Member of the Legislative Assembly of Alberta for Medicine Hat Medicine Hat-Redcliff (1975-1979)
- In office March 25, 1975 – June 15, 1993
- Preceded by: William Wyse
- Succeeded by: Rob Renner

Minister of Advanced Education and Manpower
- In office March 23, 1979 – November 18, 1982
- Preceded by: Bert Hohol
- Succeeded by: Ernie Isley

Minister of Federal and Intergovernmental Affairs
- In office November 19, 1982 – December 14, 1992
- Preceded by: Archibald Johnston
- Succeeded by: Peter Elzinga

Attorney General
- In office May 26, 1986 – September 7, 1988
- Preceded by: Neil Crawford
- Succeeded by: Ken Rostad

3rd Deputy Premier of Alberta
- In office April 14, 1989 – December 14, 1992
- Preceded by: David Russell
- Succeeded by: Ken Kowalski

Personal details
- Born: July 29, 1935 (age 90) Camrose, Alberta
- Party: Progressive Conservative
- Spouse: Betty Whitney
- Alma mater: University of British Columbia

= Jim Horsman =

Canadian politician

James Deverell Horsman, (born July 29, 1935) is a politician from Alberta, Canada. He served in the Legislative Assembly of Alberta from 1975 to 1993 and held numerous cabinet portfolios in the government of Alberta.

==Early life==
James Deverell Horsman was born in Camrose, Alberta in 1935 to George Cornwall Horsman and Kathleen Deverell Horsman. He grew up in Meeting Creek with his grandparents while his mother and father served overseas in Second World War. His family later moved to Moose Jaw, Saskatchewan. Horsman moved west in the 1950s to study at the University of British Columbia.

At UBC, Horsman attained a Bachelor of Commerce degree in 1959 and a year later attained a Bachelor of Laws. During this time Horsman participated in a number of extracurricular activities including being a member of UBC Alma Mater Society, the coordinator of activities and the coordinator of publications. After university, Horsman moved back east to Calgary to start practicing law, and moved to Medicine Hat a short time later after visiting family and meeting a potential law partner.
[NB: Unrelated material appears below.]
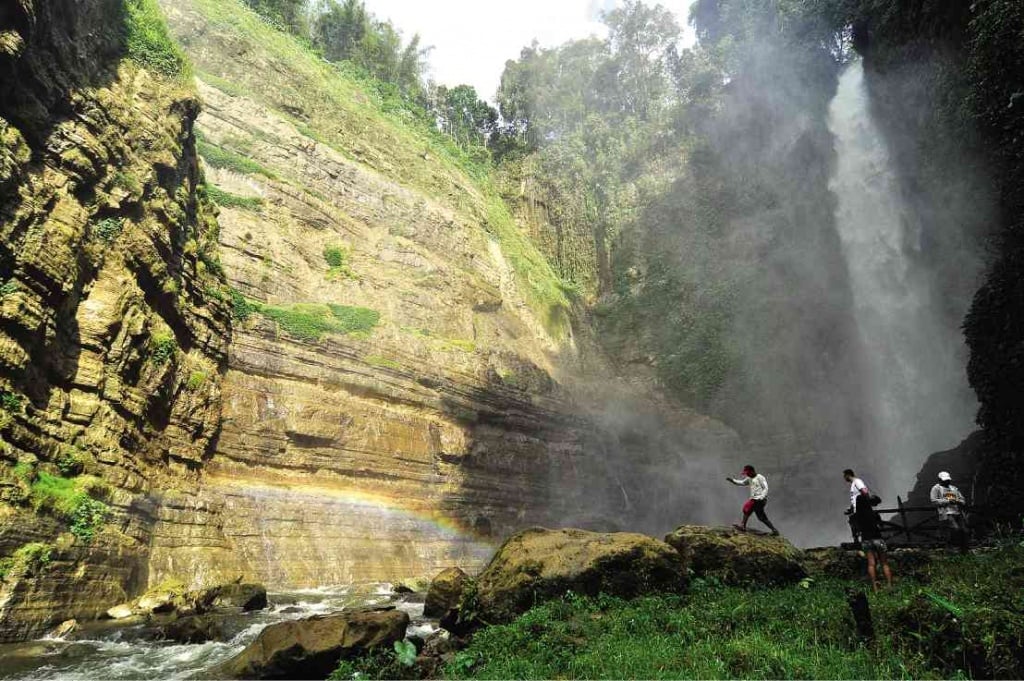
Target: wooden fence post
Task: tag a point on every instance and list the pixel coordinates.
(902, 517)
(861, 613)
After moving to Medicine Hat he met Betty Whitney, a local high school teacher; they would get married on July 4, 1964 and have three daughters.

==Political career==
Horsman became involved in the Alberta Progressive Conservatives in the early 1960s. He served on the party's executive council as vice president for Southern Alberta before running for political office.

Horsman first ran for a seat to the 16th Alberta Legislature in the 1967 general election, in the electoral district of Medicine Hat. He was defeated by Social Credit incumbent MLA Harry Leinweber. Horseman would run again in the Medicine Hat-Redcliff electoral district in 1971 and lost to Social Credit candidate William Wyse.
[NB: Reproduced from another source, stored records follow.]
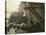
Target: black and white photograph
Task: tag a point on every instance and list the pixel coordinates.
(24, 17)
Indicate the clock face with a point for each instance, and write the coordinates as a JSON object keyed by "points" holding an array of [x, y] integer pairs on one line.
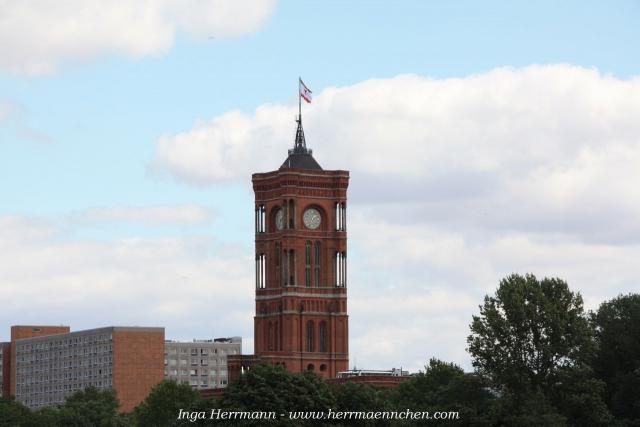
{"points": [[280, 219], [311, 218]]}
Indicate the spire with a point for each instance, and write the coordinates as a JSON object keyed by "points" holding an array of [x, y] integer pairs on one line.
{"points": [[300, 145], [300, 157]]}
Horsman ran against Wyse again in the 1975 general election and was successful this time, defeating Wyse by 100 votes. In 1979 Medicine Hat-Redcliff was abolished due to redistribution, and Horsman ran for re-election in Medicine Hat that year. He won by nearly 8,000 votes over his nearest opponent. Horsman won by another large majority in the 1982 general election.

Horsman's share of the vote was cut in half in the 1986 general election, but he still won by a comfortable margin. He won again handily in the 1989 general election. He retired from the Assembly at dissolution in 1993.

Horsman would serve a number of roles in provincial cabinet including Minister of Advanced Education and Manpower, Minister of Federal and Intergovernmental Affairs, Attorney General and Provincial Secretary, Government House Leader and Deputy Premier. As Minister of Federal and Intergovernmental Affairs Horsman was responsible for constitutional negotiations for the 10 years following the Patriation of the Constitution until the Charlottetown Accord.

==Late life==
After leaving political office, Horsman became Alberta's chief NAFTA negotiator.

Horsman continued to serve on numerous other boards and public service roles, including as chair of the board of governors for Medicine Hat College and later as chancellor for the University of Lethbridge from 1999 to 2003. Horsman would be awarded with an honorary Doctor of Laws from the University of Lethbridge.

Horsman was number of awards including Queen Elizabeth II Silver and Golden Jubilee Medals, the Governor General’s 125th Anniversary Medal and the Alberta Centennial Medal.

Horsman was appointed as a member of the Order of Canada on April 6, 2006, his award cited his history in public service, volunteering and advocacy for a strong public education system. As a member of the Order of Canada Horsman has continued to preside over citizenship ceremonies in the Southern Alberta region.